Curtis Trimble - Analyst
On the rig side, are the contractors at the point yet where they will exchange term for day rate?
Alton Heckaman - EVP & CFO
We're not doing term contracts. We haven't been for quite some time, maybe two years.
Curtis Trimble - Analyst
But are they offering up that opportunity for a lower day rate, i.e., going down 40% if you will take it for six months?
Bob Banks - EVP, COO
Yes, probably, as Mike said, probably 30% to 40% range, with no term type contract.
Curtis Trimble - Analyst
Okay. Very good. Also, will you tell me what you paid for the recent acreage additions in Eagleford?
Alton Heckaman - EVP & CFO
That's a good question. I think what we really need to say there is we're still actively acquiring acreage for the area, and the historic acreage cost has been higher -- the current acreage cost has been much higher than history. In the past you could get acreage costs down there for $50 to $75 an acre. There are some areas you can still do that, but not very many, and because we've got an active program, I'd hesitate to put a price on everything.
Curtis Trimble - Analyst
I understand. I appreciate it.
Operator
Our next question is from the line of Jeff Robertson.
Jeff Robertson - Analyst
Thanks. I'm sorry if you all talked about this earlier, but the 120,000 acres you have that are prospective for the Olmos, Terry, is much of that developed with vertical wells, or is that all prospective for this potential horizontal play?

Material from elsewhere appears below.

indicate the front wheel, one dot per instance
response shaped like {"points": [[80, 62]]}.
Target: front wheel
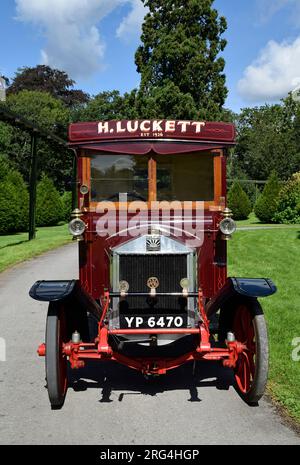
{"points": [[251, 371], [56, 361]]}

Terry Swift - Chairman and CEO
A good bit of that is over in the Briscoe area as well as AWP. In the AWP area itself, I would say probably of the 120,000 acres, we probably have about 45,000 to 50,000 acres that has not been drilled out on the vertical side. So big, big chunk of the 120,000 is in the AWP area proper, and does not have vertical wells in it. And a big chunk of it is over in the Briscoe area and probably another 6,000 or 7,000 acres in the TSH Sun area. But we have considerable HBP acreage position also in the AWP area. And some of that HBP position actually has -- which is held by Olmos production, some of it is prospective for the Eagleford as well. So it's quite a mix depending on whether you are looking at Eagleford or you're looking ta Olmos, but when we're referring to the upside in the Olmos we're not contemplating going back and drilling horizontal wells where we've drilled the vertical.
Jeff Robertson - Analyst
Okay. And the 45,000 acres for the Eagleford, just to be clear, is that included in the 120,000, or is that separate acreage?
Terry Swift - Chairman and CEO
Well, that's good question. Generally all of our Eagleford acreages, as we refer to it, also has Olmos (inaudible) with the exception of some HBP position which might be about 15,000 of it that's in AWP.
Jeff Robertson - Analyst
Okay, thank you.
Operator
Presenters, there are no further questions at this time.
Terry Swift - Chairman and CEO
If there are no questions, let me just follow up on that earlier question about future development costs that we had estimated around $750 million. The actual number is $729 million of future development costs in the reserve base. Leo, I hope you're still listening. And if there are no other questions, then we really appreciate everybody's time, attention, and support, and I'm looking forward to seeing those of you that will make it next week.
Bruce Vincent - President
Thank you.
Operator
This concludes today's conference call. You may now disconnect.